Now let’s make some plant-strong niter kibbeh
Plant-Strong Niter Kibbeh (keeps up to 3 days in the fridge)
1 ½ cups of vegetable broth
¼ of a ripe avocado (this replaces the fat of the oil)
¼ cup chopped red onion
2 tablespoons minced garlic (or more to taste)
1 tablespoon minced ginger
½ teaspoon turmeric
½ teaspoon fenugreek
½ teaspoon ground cardamom
½ teaspoon ground cinnamon
6 whole cloves or ¼ teaspoon ground clove
¼ teaspoon ground flax seed (optional)
Pinch of nutmeg
(This recipe makes just shy of 2 cups – enough for an entire Ethiopian meal comprised of several different recipes – with a little bit left over)
In a high powered blender or food processor, add all of the ingredients and blend until completely smooth. If you are using a Vitamix or similar blender, continue blending the ingredients until steam begins to rise out of the lid. If you are using a lower powered blender, transfer the blended sauce into a small sauce pan and bring to a low simmer and then let cool.
1 ½ cups dry red lentils
3 cups of vegetable broth or water (to cook lentils in)
1 cup of vegetable broth (for sautéing)
1 medium red onion – finely diced
3-4 cloves of minced garlic
2-3 tablespoons no-salt tomato paste or 1-2 medium tomatoes
3 tablespoons niter kibbeh
1-2 tablespoons of Berbere spice
1 tablespoon sweet paprika
1 teaspoon cumin
1 teaspoon coriander
Start by soaking, washing and cooking your red lentils as you normally would. Then place them into a large pot with 3 cups of vegetable broth and cook as you normally would until the lentils are very soft – roughly 25-30 minutes. Once done, drain off any extra liquid.
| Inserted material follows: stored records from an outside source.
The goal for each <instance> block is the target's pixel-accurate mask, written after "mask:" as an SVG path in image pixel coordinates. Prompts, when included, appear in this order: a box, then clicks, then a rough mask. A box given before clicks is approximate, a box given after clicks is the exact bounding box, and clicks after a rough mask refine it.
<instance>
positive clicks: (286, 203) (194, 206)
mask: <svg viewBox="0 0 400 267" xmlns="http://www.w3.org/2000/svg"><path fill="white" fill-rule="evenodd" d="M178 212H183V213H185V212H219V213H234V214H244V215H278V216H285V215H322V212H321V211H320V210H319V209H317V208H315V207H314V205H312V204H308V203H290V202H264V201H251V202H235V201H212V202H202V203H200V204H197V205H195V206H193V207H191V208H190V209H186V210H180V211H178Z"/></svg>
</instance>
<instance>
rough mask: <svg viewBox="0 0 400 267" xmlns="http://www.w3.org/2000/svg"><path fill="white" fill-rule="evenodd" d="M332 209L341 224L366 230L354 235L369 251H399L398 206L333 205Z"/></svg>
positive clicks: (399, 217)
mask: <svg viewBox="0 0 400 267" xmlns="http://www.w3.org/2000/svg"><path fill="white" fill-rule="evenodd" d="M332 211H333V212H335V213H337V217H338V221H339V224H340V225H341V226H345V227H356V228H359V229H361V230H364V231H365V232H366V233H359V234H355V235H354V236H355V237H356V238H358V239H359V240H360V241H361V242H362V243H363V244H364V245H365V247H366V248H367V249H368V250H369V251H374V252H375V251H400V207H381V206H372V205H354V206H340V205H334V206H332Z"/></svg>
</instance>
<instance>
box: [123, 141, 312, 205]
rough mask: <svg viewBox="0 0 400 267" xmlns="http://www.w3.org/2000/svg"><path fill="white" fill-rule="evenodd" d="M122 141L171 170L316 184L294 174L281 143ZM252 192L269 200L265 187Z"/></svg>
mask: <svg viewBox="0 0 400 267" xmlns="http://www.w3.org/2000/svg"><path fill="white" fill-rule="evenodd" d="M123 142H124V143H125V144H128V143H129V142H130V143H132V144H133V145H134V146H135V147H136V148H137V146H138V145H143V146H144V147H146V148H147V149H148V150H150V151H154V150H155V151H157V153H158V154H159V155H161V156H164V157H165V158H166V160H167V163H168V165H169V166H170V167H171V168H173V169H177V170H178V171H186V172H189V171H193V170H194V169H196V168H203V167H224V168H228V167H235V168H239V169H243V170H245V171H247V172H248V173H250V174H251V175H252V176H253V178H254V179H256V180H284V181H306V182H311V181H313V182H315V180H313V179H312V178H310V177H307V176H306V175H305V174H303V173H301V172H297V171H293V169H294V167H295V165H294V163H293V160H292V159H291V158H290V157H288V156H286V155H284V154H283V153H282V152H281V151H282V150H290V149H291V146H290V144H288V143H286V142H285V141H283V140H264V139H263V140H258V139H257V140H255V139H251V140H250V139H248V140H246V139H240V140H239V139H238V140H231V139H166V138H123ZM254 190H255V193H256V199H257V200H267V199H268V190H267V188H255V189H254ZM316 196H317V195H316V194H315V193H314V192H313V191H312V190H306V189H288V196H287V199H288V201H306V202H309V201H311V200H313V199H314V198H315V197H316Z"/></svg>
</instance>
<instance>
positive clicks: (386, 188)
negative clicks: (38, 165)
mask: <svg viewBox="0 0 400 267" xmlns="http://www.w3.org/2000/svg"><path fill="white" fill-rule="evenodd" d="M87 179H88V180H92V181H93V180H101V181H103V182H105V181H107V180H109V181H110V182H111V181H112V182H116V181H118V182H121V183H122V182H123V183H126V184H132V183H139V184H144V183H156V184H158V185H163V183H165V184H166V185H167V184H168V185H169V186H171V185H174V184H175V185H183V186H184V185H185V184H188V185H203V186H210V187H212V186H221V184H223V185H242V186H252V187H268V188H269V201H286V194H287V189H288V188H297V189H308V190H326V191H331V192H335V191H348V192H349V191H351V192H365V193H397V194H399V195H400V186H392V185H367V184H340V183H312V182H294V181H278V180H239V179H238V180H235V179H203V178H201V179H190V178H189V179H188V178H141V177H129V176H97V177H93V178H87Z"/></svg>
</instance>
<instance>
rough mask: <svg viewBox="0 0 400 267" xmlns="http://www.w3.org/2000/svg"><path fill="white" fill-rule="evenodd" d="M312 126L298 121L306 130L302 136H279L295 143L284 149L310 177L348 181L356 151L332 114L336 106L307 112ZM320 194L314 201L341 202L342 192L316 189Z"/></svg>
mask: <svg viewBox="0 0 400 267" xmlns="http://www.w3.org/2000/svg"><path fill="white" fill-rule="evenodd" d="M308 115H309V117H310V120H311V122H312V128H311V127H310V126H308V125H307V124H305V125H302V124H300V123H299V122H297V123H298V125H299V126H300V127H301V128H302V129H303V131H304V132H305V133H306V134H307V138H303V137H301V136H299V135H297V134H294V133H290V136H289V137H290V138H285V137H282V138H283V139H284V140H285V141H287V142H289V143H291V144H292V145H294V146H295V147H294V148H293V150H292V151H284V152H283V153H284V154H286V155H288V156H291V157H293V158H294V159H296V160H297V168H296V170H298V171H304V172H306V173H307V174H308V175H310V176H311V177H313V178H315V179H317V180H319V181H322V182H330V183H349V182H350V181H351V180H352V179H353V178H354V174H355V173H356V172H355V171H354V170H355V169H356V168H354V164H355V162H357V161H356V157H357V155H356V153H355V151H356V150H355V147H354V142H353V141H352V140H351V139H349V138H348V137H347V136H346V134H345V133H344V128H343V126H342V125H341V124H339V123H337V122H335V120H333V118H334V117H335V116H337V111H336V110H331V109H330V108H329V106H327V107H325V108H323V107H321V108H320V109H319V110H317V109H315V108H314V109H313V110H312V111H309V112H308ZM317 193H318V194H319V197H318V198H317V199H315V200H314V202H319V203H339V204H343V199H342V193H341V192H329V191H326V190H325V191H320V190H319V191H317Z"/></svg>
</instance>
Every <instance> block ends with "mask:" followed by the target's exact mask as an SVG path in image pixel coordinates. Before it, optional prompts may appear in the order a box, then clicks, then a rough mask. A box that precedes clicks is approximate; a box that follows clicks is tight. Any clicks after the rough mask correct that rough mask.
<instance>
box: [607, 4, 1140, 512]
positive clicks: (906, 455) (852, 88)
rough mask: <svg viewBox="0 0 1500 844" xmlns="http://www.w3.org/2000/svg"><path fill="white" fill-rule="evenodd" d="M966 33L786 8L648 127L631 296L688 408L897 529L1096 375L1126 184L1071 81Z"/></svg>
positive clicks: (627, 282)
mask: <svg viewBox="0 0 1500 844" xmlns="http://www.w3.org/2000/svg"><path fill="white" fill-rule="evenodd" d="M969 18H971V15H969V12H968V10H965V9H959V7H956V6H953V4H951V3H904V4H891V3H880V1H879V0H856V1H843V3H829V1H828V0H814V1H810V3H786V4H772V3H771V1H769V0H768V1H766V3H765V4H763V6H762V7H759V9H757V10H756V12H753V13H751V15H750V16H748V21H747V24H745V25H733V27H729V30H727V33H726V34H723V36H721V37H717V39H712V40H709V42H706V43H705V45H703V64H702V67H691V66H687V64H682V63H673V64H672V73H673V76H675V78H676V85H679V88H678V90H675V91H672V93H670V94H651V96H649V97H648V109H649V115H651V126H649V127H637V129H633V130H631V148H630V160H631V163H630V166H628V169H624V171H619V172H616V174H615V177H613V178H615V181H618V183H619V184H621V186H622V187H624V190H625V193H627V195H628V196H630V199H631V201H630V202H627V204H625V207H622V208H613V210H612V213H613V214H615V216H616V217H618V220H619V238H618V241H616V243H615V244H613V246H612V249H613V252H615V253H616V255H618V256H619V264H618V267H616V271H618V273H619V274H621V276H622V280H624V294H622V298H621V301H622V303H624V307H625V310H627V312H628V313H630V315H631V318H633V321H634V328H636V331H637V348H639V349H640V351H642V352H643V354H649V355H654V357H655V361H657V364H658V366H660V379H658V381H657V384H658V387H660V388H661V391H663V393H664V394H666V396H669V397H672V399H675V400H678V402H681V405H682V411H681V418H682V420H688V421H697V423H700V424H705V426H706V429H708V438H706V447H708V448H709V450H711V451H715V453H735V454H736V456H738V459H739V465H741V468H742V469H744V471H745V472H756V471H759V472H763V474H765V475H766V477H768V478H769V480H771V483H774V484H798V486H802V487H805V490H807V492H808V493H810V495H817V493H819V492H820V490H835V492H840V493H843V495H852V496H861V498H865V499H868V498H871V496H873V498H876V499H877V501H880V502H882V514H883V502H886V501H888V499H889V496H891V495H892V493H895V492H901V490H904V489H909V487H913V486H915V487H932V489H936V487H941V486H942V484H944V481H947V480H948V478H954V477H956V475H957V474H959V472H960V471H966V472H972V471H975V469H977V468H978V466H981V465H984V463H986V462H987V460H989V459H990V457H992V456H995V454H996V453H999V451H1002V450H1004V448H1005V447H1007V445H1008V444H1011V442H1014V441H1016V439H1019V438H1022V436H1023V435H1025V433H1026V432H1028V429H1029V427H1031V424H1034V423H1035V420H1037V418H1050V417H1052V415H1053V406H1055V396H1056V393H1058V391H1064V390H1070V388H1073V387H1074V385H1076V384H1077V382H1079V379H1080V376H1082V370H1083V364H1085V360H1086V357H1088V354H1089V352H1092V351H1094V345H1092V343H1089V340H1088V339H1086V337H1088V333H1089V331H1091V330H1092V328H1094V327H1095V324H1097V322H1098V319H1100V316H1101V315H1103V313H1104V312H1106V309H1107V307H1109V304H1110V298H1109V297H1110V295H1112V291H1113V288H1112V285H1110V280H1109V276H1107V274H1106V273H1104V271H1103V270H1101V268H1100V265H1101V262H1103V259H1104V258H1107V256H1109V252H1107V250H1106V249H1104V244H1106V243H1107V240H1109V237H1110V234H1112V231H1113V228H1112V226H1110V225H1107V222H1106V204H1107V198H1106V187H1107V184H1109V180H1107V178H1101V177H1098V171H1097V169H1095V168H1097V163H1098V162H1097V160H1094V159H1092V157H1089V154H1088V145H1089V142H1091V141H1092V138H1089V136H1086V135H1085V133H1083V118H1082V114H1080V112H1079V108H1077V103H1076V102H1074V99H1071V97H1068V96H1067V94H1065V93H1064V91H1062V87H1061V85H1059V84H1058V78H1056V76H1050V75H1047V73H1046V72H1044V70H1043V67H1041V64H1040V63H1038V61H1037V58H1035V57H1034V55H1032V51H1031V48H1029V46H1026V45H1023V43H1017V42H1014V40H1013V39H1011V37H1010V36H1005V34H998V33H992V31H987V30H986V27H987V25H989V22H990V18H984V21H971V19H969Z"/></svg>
Right before the lentils are done cooking, heat a pan and add two to three tablespoons of niter kibbeh. Saute the onions and garlic until the onions become translucent. At this point, add the tomato, berbere, and other spices. Mix well and sauté for another 2-3 minutes. Now add 1 cup of vegetable broth and bring to low simmer. (Note: If you want a smoother gravy, you can blend all of these ingredients) Now add the lentils and another tablespoon of niter kibbeh and a tiny bit of vegetable broth and sauté for a an additional 10 -15 minutes.
Note, once finished cooking you can add lightly blend or food process all of this for more of a dipping sauce.
Serve over an injera lined platter and top with fresh cracked black pepper.
As always the information presented in this blog is for educational purposes only. It should not be considered as specific medical, nutritional, lifestyle, or other health-related advice.